To achieve this, we utilize SCUBAS (Submarine Cable Upset By Auroral Streams), an open-source computational model developed in Python, specifically designed to estimate induced underwater GEFs and voltage in the presence of geomagnetic perturbations recorded by ground-based magnetometers. SCUBAS leverages advancements in magnetotelluric (MT) studies and GIC understanding, marking a substantial advancement in analyzing and predicting the impact of space weather on submarine cable systems.
Thin-Sheet Electromagnetic Model
SCUBAS employs a generalized thin sheet analysis specifically designed for frequencies that penetrate through both the conductive and resistive layers. This analysis allows for a comprehensive understanding of the electromagnetic behavior of this layered structure (Ranganayaki and Madden, 1980).

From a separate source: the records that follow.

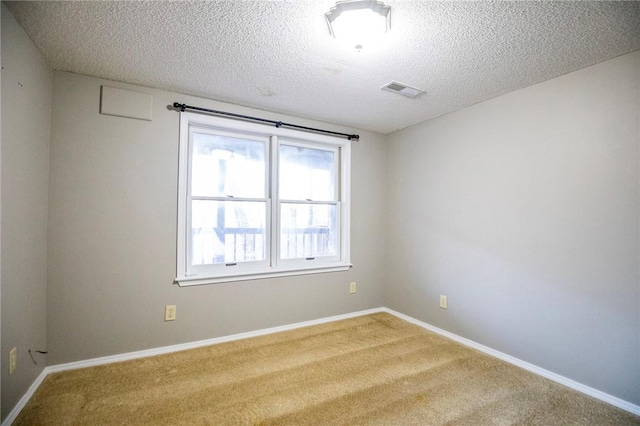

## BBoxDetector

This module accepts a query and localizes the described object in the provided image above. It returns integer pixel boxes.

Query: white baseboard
[2,308,383,426]
[381,308,640,416]
[2,368,49,426]
[2,307,640,426]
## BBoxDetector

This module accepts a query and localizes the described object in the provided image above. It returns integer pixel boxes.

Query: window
[176,112,351,285]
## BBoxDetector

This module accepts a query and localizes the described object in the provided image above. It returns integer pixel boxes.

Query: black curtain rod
[173,102,360,141]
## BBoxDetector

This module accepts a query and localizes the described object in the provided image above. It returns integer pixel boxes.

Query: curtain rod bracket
[173,102,360,141]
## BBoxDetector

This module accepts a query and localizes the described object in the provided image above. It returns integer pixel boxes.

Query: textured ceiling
[5,0,640,133]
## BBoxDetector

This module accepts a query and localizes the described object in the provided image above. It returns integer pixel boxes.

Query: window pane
[279,145,337,201]
[191,200,267,265]
[280,203,338,259]
[191,132,266,198]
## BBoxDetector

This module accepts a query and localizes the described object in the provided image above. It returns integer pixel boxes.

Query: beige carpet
[15,313,640,425]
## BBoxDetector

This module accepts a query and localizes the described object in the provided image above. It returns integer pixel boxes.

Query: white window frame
[176,112,351,286]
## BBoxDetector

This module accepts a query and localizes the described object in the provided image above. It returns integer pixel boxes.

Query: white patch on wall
[100,86,153,121]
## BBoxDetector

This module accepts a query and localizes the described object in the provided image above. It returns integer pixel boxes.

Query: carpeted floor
[15,313,640,425]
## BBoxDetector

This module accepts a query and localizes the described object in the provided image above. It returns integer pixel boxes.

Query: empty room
[0,0,640,426]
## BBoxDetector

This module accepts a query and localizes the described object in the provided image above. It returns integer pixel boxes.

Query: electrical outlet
[440,294,447,309]
[164,305,176,321]
[9,348,18,374]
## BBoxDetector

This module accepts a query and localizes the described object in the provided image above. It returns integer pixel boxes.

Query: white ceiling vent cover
[382,81,425,98]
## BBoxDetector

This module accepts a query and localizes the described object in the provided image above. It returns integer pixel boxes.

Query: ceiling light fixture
[324,0,391,51]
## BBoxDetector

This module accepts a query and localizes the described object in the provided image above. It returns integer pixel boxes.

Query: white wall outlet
[9,348,18,374]
[440,294,447,309]
[164,305,176,321]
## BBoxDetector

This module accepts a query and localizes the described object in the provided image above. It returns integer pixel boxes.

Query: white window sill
[175,264,353,287]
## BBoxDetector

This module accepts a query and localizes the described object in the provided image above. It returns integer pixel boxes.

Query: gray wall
[0,4,52,419]
[47,72,386,365]
[386,52,640,404]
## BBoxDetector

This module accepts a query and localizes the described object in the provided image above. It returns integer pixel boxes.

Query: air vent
[382,81,425,98]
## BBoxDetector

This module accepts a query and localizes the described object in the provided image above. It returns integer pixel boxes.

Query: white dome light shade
[325,0,391,50]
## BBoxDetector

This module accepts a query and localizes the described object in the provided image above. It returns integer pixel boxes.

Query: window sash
[176,112,351,285]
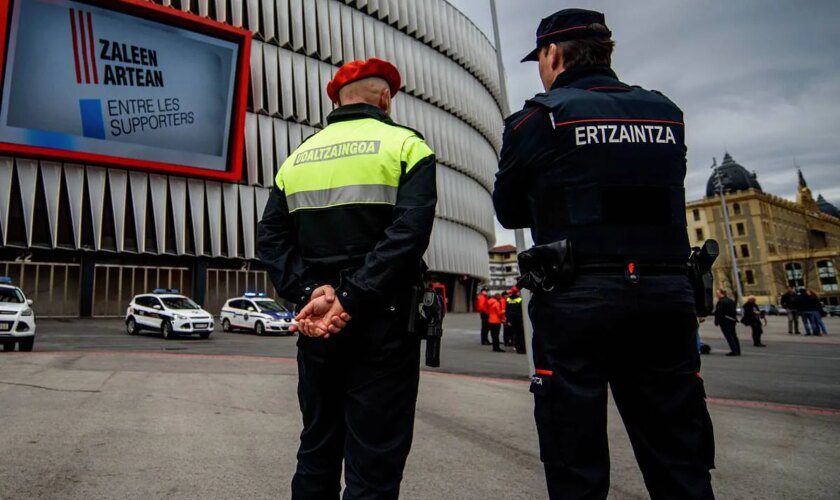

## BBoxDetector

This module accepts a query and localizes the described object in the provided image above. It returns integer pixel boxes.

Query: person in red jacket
[487,293,505,352]
[475,288,490,345]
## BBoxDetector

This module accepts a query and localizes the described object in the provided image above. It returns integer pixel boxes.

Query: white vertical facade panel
[149,174,168,254]
[338,5,358,63]
[222,183,239,257]
[230,0,244,28]
[276,120,289,169]
[245,113,264,184]
[109,169,129,252]
[64,163,85,248]
[187,179,204,255]
[85,166,106,250]
[277,49,295,119]
[306,57,326,125]
[278,0,292,47]
[258,115,274,185]
[15,158,38,246]
[40,161,61,248]
[0,157,14,246]
[263,43,280,116]
[254,187,271,221]
[128,174,149,253]
[303,0,318,56]
[289,0,305,50]
[327,0,342,64]
[204,181,224,257]
[315,0,334,61]
[169,176,187,255]
[239,185,256,259]
[251,40,265,112]
[260,0,277,42]
[246,0,260,33]
[213,0,228,23]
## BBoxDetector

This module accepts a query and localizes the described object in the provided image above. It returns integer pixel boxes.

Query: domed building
[686,153,840,304]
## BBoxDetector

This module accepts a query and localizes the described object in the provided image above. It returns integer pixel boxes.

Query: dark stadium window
[741,245,750,259]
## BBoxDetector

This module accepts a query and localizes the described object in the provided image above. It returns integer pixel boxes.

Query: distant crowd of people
[475,286,525,354]
[714,288,828,356]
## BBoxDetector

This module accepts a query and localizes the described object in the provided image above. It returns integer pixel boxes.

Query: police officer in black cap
[493,9,714,499]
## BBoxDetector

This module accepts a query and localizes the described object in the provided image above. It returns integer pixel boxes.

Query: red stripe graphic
[554,118,685,127]
[88,12,99,84]
[70,9,82,83]
[79,11,90,83]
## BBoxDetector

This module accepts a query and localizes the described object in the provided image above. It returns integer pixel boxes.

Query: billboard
[0,0,251,180]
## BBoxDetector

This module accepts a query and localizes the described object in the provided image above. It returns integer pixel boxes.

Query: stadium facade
[0,0,503,317]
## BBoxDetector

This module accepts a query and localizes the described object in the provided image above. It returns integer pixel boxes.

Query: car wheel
[18,337,35,352]
[160,321,175,340]
[125,316,140,335]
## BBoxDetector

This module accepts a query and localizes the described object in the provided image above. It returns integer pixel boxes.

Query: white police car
[125,288,213,340]
[220,292,295,335]
[0,276,35,352]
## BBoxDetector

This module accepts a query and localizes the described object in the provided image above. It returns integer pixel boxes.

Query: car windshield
[0,287,23,304]
[160,297,199,309]
[255,300,289,312]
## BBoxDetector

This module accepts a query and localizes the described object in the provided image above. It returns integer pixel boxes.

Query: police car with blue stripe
[220,292,295,335]
[0,276,35,352]
[125,288,213,340]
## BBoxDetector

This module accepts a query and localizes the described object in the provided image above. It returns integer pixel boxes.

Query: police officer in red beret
[493,9,714,500]
[258,58,437,500]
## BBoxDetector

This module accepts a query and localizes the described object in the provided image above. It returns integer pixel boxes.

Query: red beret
[327,57,400,104]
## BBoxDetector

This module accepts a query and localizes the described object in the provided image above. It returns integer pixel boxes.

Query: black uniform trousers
[529,275,714,500]
[292,306,420,500]
[720,321,741,354]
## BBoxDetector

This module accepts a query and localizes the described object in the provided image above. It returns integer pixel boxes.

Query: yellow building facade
[686,153,840,305]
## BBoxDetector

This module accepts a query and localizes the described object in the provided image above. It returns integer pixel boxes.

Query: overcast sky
[450,0,840,244]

Fig 1. The thin-sheet electromagnetic model used in SCUBAS to estimate geoelectric fields across the ocean floor. The model accounts for seafloor conductivity heterogeneity and sediment thickness, representing the double-layer structure as a transmission line with series impedance Z and parallel impedance Y.
More recently, Wang et al. (2023) demonstrated that the generalized thin sheet analysis can be effectively implemented by representing the double layer as a transmission line. This transmission line model incorporates the concept of series impedance (Z), which takes into account the resistivity and thickness of the conductive layers, and a parallel impedance (Y), which accounts for the resistance through the resistive layers.
Geomagnetically Induced Voltages in Cables
Fig 2. Geomagnetically induced voltage distribution along a transoceanic submarine cable during an extreme geomagnetic storm, computed using SCUBAS. Peak voltages can exceed the tolerance of repeater equipment.
Global Cable Network Vulnerability
Fig 3. Global submarine cable network showing routes assessed for geomagnetic vulnerability. High-risk corridors include North Atlantic, North Pacific, and routes crossing continental shelves with thin oceanic crust. This research addresses critical concerns in safeguarding submarine cable infrastructure against space weather-induced disruptions.